At first, the store focused largely on selling wares by local artisans on consignment. Realizing that there was more money to be made in supplying materials for local crafters, Ms. Bunte soon began frequenting gift shows, picking up stamps. In case you’re one of the few Claremont residents unfamiliar with her Harvard Avenue shop, we’re talking not about the kind of stamps you affix to the edge of envelopes, but the kind whose designs you press into an inkpad and then use to embellish paper.

Ms. Bunte says she was lucky to be on the ground floor of the stamping craze, which grew in intensity through the 1980s. Soon, she had an idea that, while it intrigued Ms. Bunte, worried a few people enough they considered staging an intervention.

“One friend called another friend and said, ‘Do you think we should have a conversation with Joan? She’s going to open a store that only sells stamps,” Ms. Bunte said.

Despite such concerns, Ms. Bunte opened the doors of Stamp Your Heart Out in 1989. When a larger location became available, she moved the shop to its current locale at 141-C Harvard Ave., adding a scrap-booking shop next door, acknowledging another growing trend in crafting.

“I think people like scrap-booking because they’re preserving their family memories—getting those photos out of the shoebox or off the hardrive,” Ms. Bunte said. “It’s something you can do simply or extravagantly.”

Owning a crafting store is not the profession Ms. Bunte, who earned dual bachelor’s degrees in communications and agriculture from Southern Illinois University, envisioned while growing up.

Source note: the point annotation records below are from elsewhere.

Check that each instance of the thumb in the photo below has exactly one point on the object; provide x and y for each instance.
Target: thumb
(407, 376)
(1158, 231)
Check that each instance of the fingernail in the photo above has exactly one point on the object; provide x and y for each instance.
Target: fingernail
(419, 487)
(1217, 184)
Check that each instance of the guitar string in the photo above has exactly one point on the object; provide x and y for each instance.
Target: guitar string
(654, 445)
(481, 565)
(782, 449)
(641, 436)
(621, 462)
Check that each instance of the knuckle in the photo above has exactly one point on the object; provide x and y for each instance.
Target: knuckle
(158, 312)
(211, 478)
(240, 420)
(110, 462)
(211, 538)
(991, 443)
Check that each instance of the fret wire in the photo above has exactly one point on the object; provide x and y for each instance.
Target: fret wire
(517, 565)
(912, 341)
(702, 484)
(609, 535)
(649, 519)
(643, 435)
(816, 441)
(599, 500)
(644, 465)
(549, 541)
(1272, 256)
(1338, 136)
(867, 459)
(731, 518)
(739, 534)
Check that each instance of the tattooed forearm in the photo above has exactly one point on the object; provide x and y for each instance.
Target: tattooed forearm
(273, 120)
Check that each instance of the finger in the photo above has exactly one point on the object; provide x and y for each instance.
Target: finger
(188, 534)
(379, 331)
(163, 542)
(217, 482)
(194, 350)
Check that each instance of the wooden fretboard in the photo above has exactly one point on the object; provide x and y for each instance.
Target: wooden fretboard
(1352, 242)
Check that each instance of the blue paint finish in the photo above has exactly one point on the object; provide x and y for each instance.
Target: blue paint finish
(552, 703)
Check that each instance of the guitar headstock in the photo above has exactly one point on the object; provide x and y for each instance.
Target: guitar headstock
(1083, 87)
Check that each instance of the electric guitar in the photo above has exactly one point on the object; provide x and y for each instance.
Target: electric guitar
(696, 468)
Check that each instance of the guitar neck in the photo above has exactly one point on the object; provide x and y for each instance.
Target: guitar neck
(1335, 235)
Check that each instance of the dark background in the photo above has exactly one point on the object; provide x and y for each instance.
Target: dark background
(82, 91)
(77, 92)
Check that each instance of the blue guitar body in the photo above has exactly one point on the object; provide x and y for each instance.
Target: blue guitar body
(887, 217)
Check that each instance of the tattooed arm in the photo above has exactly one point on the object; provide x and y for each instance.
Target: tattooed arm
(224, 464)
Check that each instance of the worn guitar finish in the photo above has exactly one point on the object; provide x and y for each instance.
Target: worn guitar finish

Crafts are not alien, however, for the shop-owner. Her mother was a seamstress and so she spent hours as a girl making creations out of the piles of lace, material, buttons and ribbons lying around her house. She later sewed clothes for her son and 2 daughters, Ms. Bunte notes. And, over the years, her love of stamping and scrap-booking has grown along with her business.

“It’s definitely therapeutic. We’ve got one girl working here whose other job is really high-stress,” she said. “When she comes here, it’s a way for her to download that stress.”

Keeping a business afloat hasn’t always been easy, Ms. Bunte emphasized. While she weathered recessions in the 1990s, the crash of 2008 was particularly hard. 

“In other recessions, we were able to stay in business because of what we sold. Someone could still come in and get a stamp and some ink and paper for $10 and create custom cards,” she said. “This was different. People were scared and didn’t even want to spend $10. And who wouldn’t be, when the headlines were so scary.”

Some would say that Ms. Bunte’s ability to weather the storm comes from a combination of her business acumen and her tireless striving to promote Village merchants. She, however, attributes the store’s success to something different.

“The people I employ in the store have worked here a long time and they’re all incredibly talented. They’re the magic that makes it work.”